For now, the official line of the Saudi administration remains unchanged. In April 2018, the king “reaffirmed the kingdom’s steadfast position toward the Palestinian issue and the legitimate rights of the Palestinian people to an independent state with Jerusalem as its capital,” according to the official Saudi Press Agency.
The government clearly realizes that the road to normalization between Jerusalem and Riyadh still runs through Ramallah.
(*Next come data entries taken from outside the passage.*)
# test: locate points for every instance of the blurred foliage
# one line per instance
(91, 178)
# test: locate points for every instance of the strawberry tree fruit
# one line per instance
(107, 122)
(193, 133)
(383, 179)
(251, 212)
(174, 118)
However, to that end, they are willing to finance, push, and pressure the Palestinians towards a mutually agreeable solution along the way to an Israeli-Saudi-US alliance against Iran.
Fifty-two years ago in Khartoum, soon after the conclusion of the 1967 Six Day War, leaders of the Arab states said, “No to the recognition of Israel, no to negotiations with Israel, no to peace with Israel.”
Today, the grandchildren of some of these leaders are starting to state “yes,” but are still inextricably bound to the grave reality of the Palestinian-Israeli conflict.
The question now is not how the bilateral relations between Jerusalem and Riyadh will develop, but whether a future Israeli government will use this positive atmosphere in the Arab world to push for a solution with the Palestinians, and eventually, have it all.